Decoding · Sub-page
Contextual clustering — geometry meets behavior.
A cluster is just a number until you join it to what the crow was doing. The join is where geometry turns into meaning.

The join
The pipeline (stages 5–7) produces two tables: an audio table with cluster IDs, and a behavior table with timestamped observations. Joined by time window — usually a few-hundred-millisecond tolerance around the call — they yield a third table: per cluster, the distribution of behaviors that co-occurred.
The shape of that distribution is the signal. A cluster whose calls occur 80% during territorial defense and 5% during foraging is doing something different from a cluster that splits evenly across contexts. The first is interpretable; the second is either an encoding artifact or a genuinely context-generic call type (greetings, contact).
What the wearable-logger work showed
The 2026 carrion-crow paper (Demartsev et al., bioRxiv) is the cleanest recent example. The team deployed wearable audio loggers on a cooperatively breeding crow population, capturing audio and accelerometry per individual. The behavior log was the accelerometer trace, time-aligned to the second.
When they clustered the vocal embeddings and joined to the accelerometry-derived behavioral states, they recovered both the discrete repertoire structure (clusters that map cleanly to a single behavior) and graded structure (grunts that vary continuously with motor activity). The latter is the part that was invisible before — graded variation that the old hand-labeling regime had to either squeeze or discard.
What this is not
It is not "the crow says X means Y." The joined-distribution captures co-occurrence, not semantics. We don't know whether the call causes the behavior, describes the behavior, or simplyaccompanies the behavioral state.

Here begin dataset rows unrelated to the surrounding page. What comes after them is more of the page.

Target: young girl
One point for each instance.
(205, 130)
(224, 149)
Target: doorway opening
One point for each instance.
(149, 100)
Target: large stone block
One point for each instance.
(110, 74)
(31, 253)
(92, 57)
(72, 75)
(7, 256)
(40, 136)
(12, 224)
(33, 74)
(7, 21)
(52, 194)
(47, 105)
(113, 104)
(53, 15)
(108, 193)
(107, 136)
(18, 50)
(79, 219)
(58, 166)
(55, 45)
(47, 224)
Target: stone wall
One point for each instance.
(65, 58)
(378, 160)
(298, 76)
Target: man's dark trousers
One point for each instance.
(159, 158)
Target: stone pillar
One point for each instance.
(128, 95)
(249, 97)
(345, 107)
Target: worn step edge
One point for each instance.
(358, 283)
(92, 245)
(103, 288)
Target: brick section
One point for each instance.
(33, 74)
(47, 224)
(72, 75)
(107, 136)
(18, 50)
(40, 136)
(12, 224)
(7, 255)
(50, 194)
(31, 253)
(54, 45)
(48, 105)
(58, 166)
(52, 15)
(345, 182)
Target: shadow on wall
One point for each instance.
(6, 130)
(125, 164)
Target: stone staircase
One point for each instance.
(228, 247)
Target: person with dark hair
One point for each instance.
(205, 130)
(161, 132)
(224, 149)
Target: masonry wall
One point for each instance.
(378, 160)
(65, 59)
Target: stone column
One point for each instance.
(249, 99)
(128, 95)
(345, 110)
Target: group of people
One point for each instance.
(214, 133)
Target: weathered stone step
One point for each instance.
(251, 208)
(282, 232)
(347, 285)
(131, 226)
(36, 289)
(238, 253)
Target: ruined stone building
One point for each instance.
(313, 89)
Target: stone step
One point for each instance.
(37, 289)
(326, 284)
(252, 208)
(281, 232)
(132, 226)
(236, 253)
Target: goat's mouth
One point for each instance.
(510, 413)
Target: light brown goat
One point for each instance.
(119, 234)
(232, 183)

Distinguishing those would require intervention — playback experiments with calibrated control — which the ethics floor constrains heavily and which the Respond stage only barely starts to address.
The honest interpretation
Contextual clustering gives you a probabilistic map from acoustic form to behavioral context. That map is a strong foundation for designing playback experiments, for spotting outlier calls worth investigating, and for distinguishing repertoire change over time. It is not, by itself, a dictionary.